Rien n’est plus illustratif de la valeur heuristique de ces réflexions par rapport aux objectifs de connaissance poursuivis ici que cette importance accordée au politique dans les contributions présentées. Certes André Burguière nous rappelle les fortes réciprocités dans l’histoire entre ordre familial et ordre politique, que ce soit pour célébrer ou fonder la légitimité de la monarchie ou de la démocratie et justifier la transformation d’un ordre par l’autre. Mais les racines politiques du droit ne se comprennent pas uniquement par cette construction symbiotique particulière et c’est ce que montre à l’évidence la table ronde internationale dans laquelle la comparaison entre la France, les États-Unis et la Grande-Bretagne, en situant la Déclaration des Droits de l’Homme dans la culture française, permet de comprendre ce que nous pourrions appeler le statut politique de la loi en France, sa vocation à la généralité, sa primauté sur la jurisprudence, sa fonction de mise en relation directe entre le citoyen et l’État.

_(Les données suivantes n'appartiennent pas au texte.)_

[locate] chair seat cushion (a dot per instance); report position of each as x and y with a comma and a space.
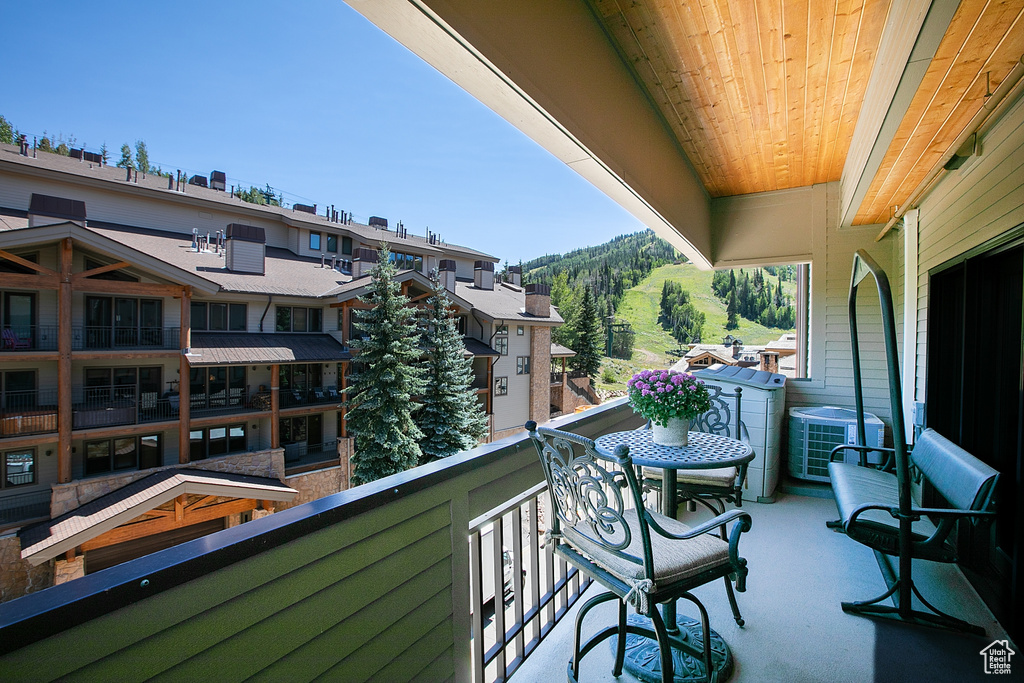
719, 476
854, 485
674, 560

Cette question des rapports entre le citoyen et l’État est abordée également dans ce qui nous apparaît comme un deuxième point fort de ces contributions : les relations public-privé. L’utopie révolutionnaire suivant laquelle le bien collectif pouvait résulter naturellement de la somme des bonheurs individuels n’est plus de mise et la question lancinante resurgit : comment concilier la juste liberté du privé avec les exigences de l’intérêt collectif sans tomber dans ce paradoxe issu de l’individualisme grandissant où, comme le dit Gérard Gengembre, « l’État, tout en n’étant rien, doit être tout ».

Dans cette tension entre le public et le privé quel peut être encore le rôle de la loi ? Le retour sur la période révolutionnaire pourrait, sur ce troisième point fort : celui des relations entre la loi et les moeurs, susciter de la nostalgie. Bien sûr, comme l’affirme le Doyen Carbonnier, l’histoire est en mesure ici de remplir une fonction dans « la science ou l’art de faire les lois ». Mais souligner la fonction stratégique attendue de la loi pendant la période révolutionnaire : régénérer, transformer la société, c’est plus encore admettre, comme le considère Jean Bart, que « deux cents ans après, en période de consensus, voire de « consensus mou », les relations entre la législation et les pratiques sociales ne se posent plus du tout dans les mêmes termes ». La sociologie de la loi, ou plutôt l’histoire sociologique de la loi en l’occurrence, doit se muter en une sociologie des régulations complexes propres aux sociétés industrielles avancées.

C’est bien un vaste laboratoire que constitue ainsi cette période de la Révolution Française. Les juristes, historiens, philosophes, littéraires, sociologues y sont entrés avec passion, conjointement, comme si la Révolution Française était la cristallisation, « l’expérience cathartique », de ce que la société française portait dans son passé... et de ce qu’elle annonce de sa modernité ou de sa « post-modernité ». C’est la raison pour laquelle nous ne pouvions qu’inviter les lecteurs de Droit et Société à entrer dans ce laboratoire où le juridique se montre à la recherche, plus que jamais, indissociable du politique, du social et du culturel.

* La Famille, la Loi, l’État, de la Révolution au Code civil, textes réunis et présentés par Irène Théry et Christian Biet, Paris, Imprimerie Nationale ; Centre Georges Pompidou, 1989, 535 p.

** La Famille, la Loi, l’État, débats révolutionnaires, problèmes d’aujourd’hui, Colloque des 14 et 15 décembre 1989, tenu au Centre Georges Pompidou.